'Ramtha' may take stand in rape case

Spirit J.Z. Knight claims to channel reportedly elicited abuse confession

Seattle Post/October 4, 2000
By Kimberly A.C. Wilson

The purported channeler of a 35,000-year-old warrior spirit could be called to testify in a Lewis County child-abuse case that revolves around Ramtha's School of Enlightenment, a prominent singing instructor and one of his students.

Authorities say voice instructor Wayne Allen Geis and his common-law wife, Ruth Beverly Martin, confessed to raping the 15-year-old girl after being questioned by Ramtha, the warrior spirit whom medium J.Z. Knight claims to channel.

After a yearlong investigation, prosecutors last month filed charges accusing the couple of grooming the teenager to become their sex partner.

Geis, 55, and Martin, 37, each face 10 counts of first-degree sexual misconduct with a minor for allegedly carrying on the relationship between 1995 and 1997. They were arraigned on the charges last week.

Lewis County Deputy Prosecutor J. Andrew Toynbee said both the couple and the teenager attended the 3,000-student School of Enlightenment on Knight's 120-acre ranch in Yelm in Thurston County.

Toynbee said Geis and Martin took advantage of the young girl's dream of becoming an actress to press her into having sex with them.

"This is one of the most egregious allegations of long-term systematic grooming and manipulation of this girl's belief system I have ever seen," the prosecutor said yesterday.

Attorneys for the couple declined to comment yesterday.

To make his case against the pair, Toynbee said he could call Knight as a trial witness. The couple's alleged confession was reportedly made last year in front of a stunned crowd of about 800 Ramtha students.

"Obviously, if I had 20 witnesses to choose from, I'd want the most reliable ones to be interviewed," he said.

Toynbee, who plans to interview Knight, said he is reluctant to call her as a witness because he doesn't want to create a "circus atmosphere."

But if the state doesn't subpoena the internationally known Knight, defense attorneys might. They indicated they may want to question her recollection of the alleged confession -- and cloud the case with as much about Ramtha and his purported channeler as possible.

Knight, who was born Judith Darlene Hampton in Roswell, N.M., says Ramtha first appeared in her kitchen about 20 years ago as a dazzling giant display of purple light. The former cable TV saleswoman has turned Ramtha into a multimillion-dollar spiritual empire that includes a publishing company, a bookstore, a clothing store and a catalog business. Knight claims that Ramtha only speaks through her when she is entranced.
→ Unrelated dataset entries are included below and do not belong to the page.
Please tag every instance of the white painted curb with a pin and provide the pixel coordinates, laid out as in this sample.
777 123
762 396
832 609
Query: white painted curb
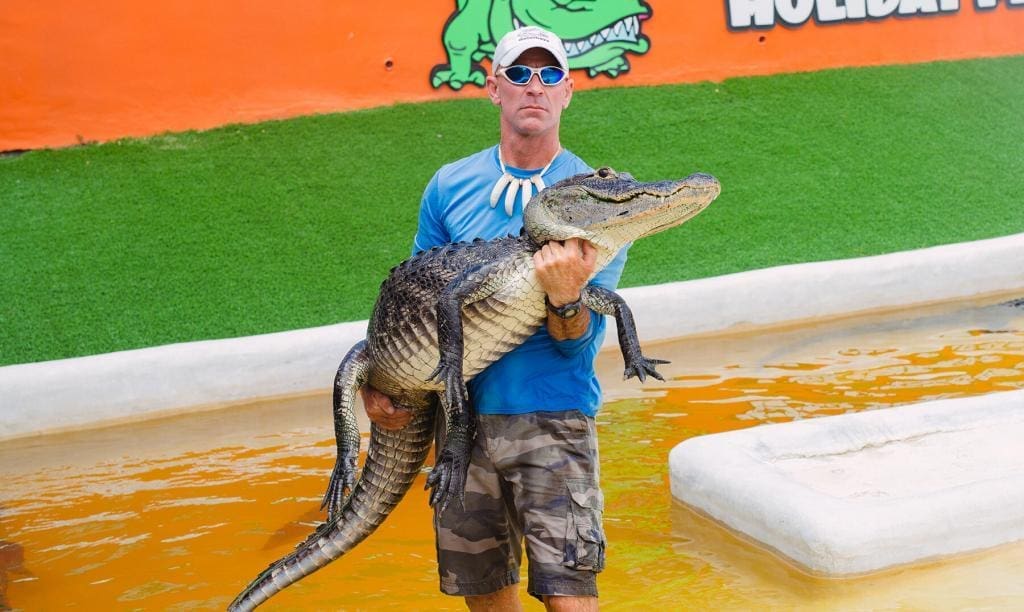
860 492
131 385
The case was first brought to the attention of Lewis County authorities last fall -- after the girl, now 19, wrote to Knight.

In the 15-page handwritten letter, the young woman described how Geis coaxed her into having sex at his 35-acre High-C Studio Ranch in Pe Ell, south of Olympia in Lewis County, by claiming her acting and singing would improve as a result.

On a commercial Web site for Geis' Miracle Voice training system, the accomplished opera singer and stage actor calls on aspiring performers to attend his school. "Whether your dream is to sing at your friends' wedding, your church or on the world stage, wouldn't you like to find the true power and might of your instrument?" The Web site proclaims Geis a "daring champion of artistic expression" with a "thorough technical understanding of the physiology of vocal production. But for most students, even these skills are overshadowed by his deep respect and wise counsel to the emerging singer."

Toynbee said the teenage girl, who was raised in a strict home with neither electricity nor a telephone, was home-schooled and grew up playing with goats. "She really was sheltered. She was really, really naive," he said.

When she finally rejected Geis after the relationship escalated from foundling and kisses to oral sex and intercourse, Geis warned the girl that her career was "doomed," according to court records.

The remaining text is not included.